I walked over to the edge, feeling the wind in my hair, feeling the freedom swirling around me. The freedom from the pack the freedom from my emotions, just the pure raw freedom I had never been able to grasp. I heard a noise behind me. I turned and saw Sam standing there, walking towards me hands up, as if to show he meant no harm. I wasn't afraid of him hurting me.

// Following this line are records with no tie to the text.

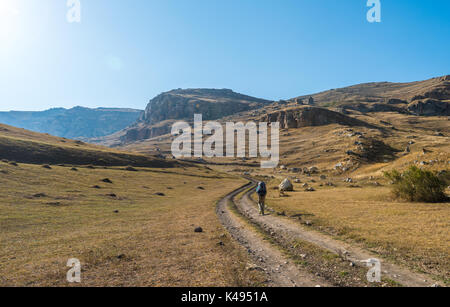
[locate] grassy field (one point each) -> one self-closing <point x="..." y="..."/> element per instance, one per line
<point x="122" y="232"/>
<point x="415" y="234"/>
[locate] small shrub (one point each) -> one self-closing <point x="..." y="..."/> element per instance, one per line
<point x="417" y="185"/>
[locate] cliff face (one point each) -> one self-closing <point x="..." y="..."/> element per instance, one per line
<point x="167" y="108"/>
<point x="211" y="103"/>
<point x="310" y="116"/>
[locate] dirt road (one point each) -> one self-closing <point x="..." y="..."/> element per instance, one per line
<point x="280" y="271"/>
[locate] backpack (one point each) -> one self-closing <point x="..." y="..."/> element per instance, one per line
<point x="261" y="189"/>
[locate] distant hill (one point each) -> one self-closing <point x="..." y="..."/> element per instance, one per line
<point x="211" y="103"/>
<point x="181" y="104"/>
<point x="425" y="98"/>
<point x="23" y="146"/>
<point x="75" y="123"/>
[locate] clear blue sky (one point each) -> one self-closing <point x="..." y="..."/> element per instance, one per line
<point x="123" y="53"/>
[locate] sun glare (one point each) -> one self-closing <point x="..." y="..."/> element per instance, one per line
<point x="7" y="8"/>
<point x="8" y="21"/>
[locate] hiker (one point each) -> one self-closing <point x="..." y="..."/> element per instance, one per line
<point x="261" y="190"/>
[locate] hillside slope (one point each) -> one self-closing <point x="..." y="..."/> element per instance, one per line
<point x="430" y="97"/>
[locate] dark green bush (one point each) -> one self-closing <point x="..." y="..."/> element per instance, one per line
<point x="418" y="185"/>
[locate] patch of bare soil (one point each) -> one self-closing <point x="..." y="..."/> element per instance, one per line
<point x="280" y="270"/>
<point x="286" y="230"/>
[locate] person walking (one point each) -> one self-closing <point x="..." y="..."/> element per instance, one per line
<point x="261" y="190"/>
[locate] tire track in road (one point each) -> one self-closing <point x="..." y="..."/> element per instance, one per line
<point x="280" y="270"/>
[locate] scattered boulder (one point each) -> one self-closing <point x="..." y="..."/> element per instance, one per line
<point x="313" y="170"/>
<point x="286" y="186"/>
<point x="39" y="195"/>
<point x="429" y="107"/>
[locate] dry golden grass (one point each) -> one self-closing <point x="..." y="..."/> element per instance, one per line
<point x="149" y="242"/>
<point x="415" y="234"/>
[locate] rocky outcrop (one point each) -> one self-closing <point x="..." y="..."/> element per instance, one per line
<point x="373" y="107"/>
<point x="310" y="116"/>
<point x="211" y="103"/>
<point x="430" y="107"/>
<point x="142" y="132"/>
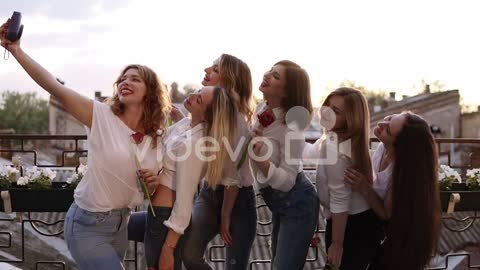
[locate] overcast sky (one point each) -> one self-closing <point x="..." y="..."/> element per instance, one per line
<point x="390" y="45"/>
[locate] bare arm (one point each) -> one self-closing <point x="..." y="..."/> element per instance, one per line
<point x="79" y="106"/>
<point x="358" y="182"/>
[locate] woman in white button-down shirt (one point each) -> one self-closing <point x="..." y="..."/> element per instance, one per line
<point x="404" y="192"/>
<point x="213" y="114"/>
<point x="278" y="169"/>
<point x="228" y="207"/>
<point x="353" y="231"/>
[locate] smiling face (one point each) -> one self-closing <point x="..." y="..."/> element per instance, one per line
<point x="274" y="81"/>
<point x="388" y="129"/>
<point x="131" y="87"/>
<point x="198" y="101"/>
<point x="212" y="74"/>
<point x="333" y="114"/>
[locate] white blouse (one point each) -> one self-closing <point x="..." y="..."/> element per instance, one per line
<point x="110" y="181"/>
<point x="182" y="171"/>
<point x="332" y="160"/>
<point x="286" y="153"/>
<point x="383" y="179"/>
<point x="243" y="177"/>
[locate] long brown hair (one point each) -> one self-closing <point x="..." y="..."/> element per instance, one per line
<point x="221" y="119"/>
<point x="297" y="87"/>
<point x="357" y="127"/>
<point x="156" y="103"/>
<point x="414" y="224"/>
<point x="235" y="76"/>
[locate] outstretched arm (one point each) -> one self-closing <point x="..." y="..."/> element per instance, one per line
<point x="79" y="106"/>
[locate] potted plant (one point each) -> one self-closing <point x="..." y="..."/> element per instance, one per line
<point x="36" y="191"/>
<point x="450" y="183"/>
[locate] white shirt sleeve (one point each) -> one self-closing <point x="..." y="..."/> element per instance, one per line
<point x="340" y="194"/>
<point x="283" y="177"/>
<point x="188" y="173"/>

"Go away Sam. This isn't for you to see." He stopped, confused and stared at me. I softened my face. Maybe this was fate, for Sam to be the last person I ever saw, ever spoke to, for him to be the only person I got a chance to say goodbye to.

"Leah, you're not thinking, you're not going too..." He was crying. I shouldn't let him. He doesn't deserve to feel hurt, he doesnt deserve me. I didn't deserve him, I wasn't good enough, and that's why he chose Emily. I couln't help that, I understood that now. I had to apologize for everything, to let him know that I understood now. My life was too empty now, I had damaged myself far too much to go on, and I hoped he understood that this wasn't his fault, that I blamed no one.

"Sam, I'm sorry and goodbye." I looked into his eyes for one last time, the last thing I would ever see, and then I flung myself into the sea. I was at peace as I was submerged in the foamy surf. I breathed out and as I began to black out I welcomed my fate, for once knowing that I had finally done something to ease the burden of my packmates.